“Los asesinos”, de David Olguín

MÉXICO D.F. (apro).- Inevitablemente la puesta en escena de Los asesinos, escrita y dirigida por David Olguín, me remite a Octavio Trías, fundador de la compañía Al Borde, de Ciudad Juárez, Chihuahua, formador de destacados actores como Joaquín Cossío, Marco Antonio García, Perla de la Rosa y Antonio Zúñiga, entre muchos otros.
Como creador del Foro Independiente de Experimentación Teatral, director de la Compañía de Teatro de la Universidad Autónoma de Ciudad Juárez, de la Compañía Estatal de Teatro, con sus múltiples participaciones en la Muestra Nacional de Teatro y en el Programa Nacional de Teatro Escolar, Trías sentó las bases de un sólido movimiento teatral en Ciudad Juárez.

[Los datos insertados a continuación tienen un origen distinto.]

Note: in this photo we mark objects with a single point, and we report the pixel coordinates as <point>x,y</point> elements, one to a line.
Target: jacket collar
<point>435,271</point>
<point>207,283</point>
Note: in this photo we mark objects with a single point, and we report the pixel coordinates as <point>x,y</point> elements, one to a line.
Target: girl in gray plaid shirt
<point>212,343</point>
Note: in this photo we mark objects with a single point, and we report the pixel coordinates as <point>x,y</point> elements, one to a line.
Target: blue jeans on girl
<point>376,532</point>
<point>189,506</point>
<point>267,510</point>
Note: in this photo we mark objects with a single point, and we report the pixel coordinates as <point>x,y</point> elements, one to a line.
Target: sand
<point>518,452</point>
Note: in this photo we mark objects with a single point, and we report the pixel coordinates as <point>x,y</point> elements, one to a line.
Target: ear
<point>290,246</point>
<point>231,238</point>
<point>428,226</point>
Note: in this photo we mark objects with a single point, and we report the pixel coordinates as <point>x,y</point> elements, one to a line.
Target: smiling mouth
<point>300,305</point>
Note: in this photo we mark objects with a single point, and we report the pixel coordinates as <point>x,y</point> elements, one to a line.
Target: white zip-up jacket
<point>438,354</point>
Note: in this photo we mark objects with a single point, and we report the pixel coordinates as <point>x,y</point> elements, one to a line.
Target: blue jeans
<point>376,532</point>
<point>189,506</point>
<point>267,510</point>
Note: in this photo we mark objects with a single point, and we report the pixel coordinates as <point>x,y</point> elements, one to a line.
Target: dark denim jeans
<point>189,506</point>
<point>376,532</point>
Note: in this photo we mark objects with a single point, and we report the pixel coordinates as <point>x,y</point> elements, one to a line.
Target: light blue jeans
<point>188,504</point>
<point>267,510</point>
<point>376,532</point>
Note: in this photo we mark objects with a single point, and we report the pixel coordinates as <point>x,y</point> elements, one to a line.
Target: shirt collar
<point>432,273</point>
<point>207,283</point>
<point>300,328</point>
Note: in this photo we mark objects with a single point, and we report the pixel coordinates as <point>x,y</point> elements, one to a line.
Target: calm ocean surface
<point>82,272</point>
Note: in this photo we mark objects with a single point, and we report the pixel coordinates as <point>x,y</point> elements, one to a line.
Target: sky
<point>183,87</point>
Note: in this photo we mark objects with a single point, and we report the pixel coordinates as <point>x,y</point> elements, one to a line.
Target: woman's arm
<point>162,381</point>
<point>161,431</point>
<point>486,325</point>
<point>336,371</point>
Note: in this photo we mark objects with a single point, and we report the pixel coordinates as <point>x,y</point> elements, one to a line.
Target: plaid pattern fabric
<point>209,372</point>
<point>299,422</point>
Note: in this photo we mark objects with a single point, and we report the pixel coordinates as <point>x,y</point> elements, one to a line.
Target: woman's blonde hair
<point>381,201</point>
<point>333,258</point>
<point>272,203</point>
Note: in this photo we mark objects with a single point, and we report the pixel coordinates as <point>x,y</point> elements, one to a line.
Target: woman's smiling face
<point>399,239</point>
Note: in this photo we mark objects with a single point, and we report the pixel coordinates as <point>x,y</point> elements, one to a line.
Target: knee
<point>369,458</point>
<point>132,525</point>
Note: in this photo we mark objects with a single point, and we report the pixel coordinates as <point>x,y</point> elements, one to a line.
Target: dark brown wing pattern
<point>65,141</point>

Por eso el primer acierto de Los asesinos es que se trata de una coproducción entre El Milagro y Al Borde (compañía que por alguna razón que desconozco cambió su nombre al de Carretera 45 Teatro A. C.), ya que las acciones de esta historia tienen como eje justamente a una clica de Ciudad Juárez, “un puñado de mentalidades salvajes”, como lo define David Olguín.
Resulta gratificante ver en escena a histriones como Antonio Zúñiga y Gilberto Barraza, discípulos de Trías que tras la pérdida de su mentor decidieron probar suerte en la Ciudad de México, sin más capital que el amor que su maestro les infundió por el arte teatral, ese capital que años después los ha llevado a consolidarse como gente de teatro en toda la extensión de la palabra.

Con esta amalgama entre El Milagro y Al Borde, David Olguín nos ofrece una historia de violencia sin sentido, una historia de sicarios, de esas que se han vuelto comunes en el cotidiano de muchas regiones del país, y que por su frecuencia van dejando de ser noticia para convertirse en parte de la “normalidad” del ser mexicano.
La historia surge de una fosa común de la que brotan estos asesinos, víctimas de su propia violencia, y de la “guerra” sin sentido que todos los mexicanos padecemos desde que el régimen actual decidió “enfrentar” al narcotráfico y sus diferentes derivaciones, a sabiendas de que no es con balas como se solucionará un conflicto que tiene profundas raíces políticas, sociales y económicas.
Este grupo de espectros, como explica el autor y director de la obra, nos cuentan entre el absurdo y la fugacidad de sus existencias, que ellos, como cualquier ser humano, también viven, sueñan, ríen y se enamoran, pero, al mismo tiempo, matan a sangre fría, “y algunos tienen el despiadado humor carroñero de las mentes oscuras”.
“Esta es una obra sobre la gente obtusa –afirma Olguín–. Esa estrechez, en comunión con la ignorancia, parece un ingrediente importante en el caldo de cultivo de la violencia. Y si bien el chacal fascina, por otra parte es un mal sueño que ahora está cargado de normalidad y acaso esta habituación al crimen sea lo verdaderamente monstruoso en nuestros días.”
Olguín nos ofrece una puesta creativa, que transita entre la crudeza avasalladora de una realidad que supera a la ficción y la risa catártica que, con un humor ácido, nos hace pensar que esas historias de masacre y corrupción son tan sólo producto de la mente calenturienta de un dramaturgo trasnochado.
Mención especial merece el extraordinario trabajo de Laura Almela, una actriz consolidada que así lo demuestra con su creación de La Gringa, una Kate Ma Baker a la mexicana, cuya mayor aspiración es que sus hijos y discípulos aprendan inglés para hacer negocios con los grandes narcos estadunidenses y dejar de recibir migajas.
En el elenco también participan Sandra Rosales, Saidh Torres, Rodolfo Guerrero, Gustavo Linares y Raúl Espinosa Faessel. La escenografía e iluminación están a cargo de Gabriel Pascal, el diseño sonoro de Sergio Espinoza, vestuario de Sergio Ruiz y coreografía de Rafael Rosales. La nueva temporada de Los asesinos se realiza en el teatro El Galeón, con funciones de lunes a miércoles, hasta el 13 de junio.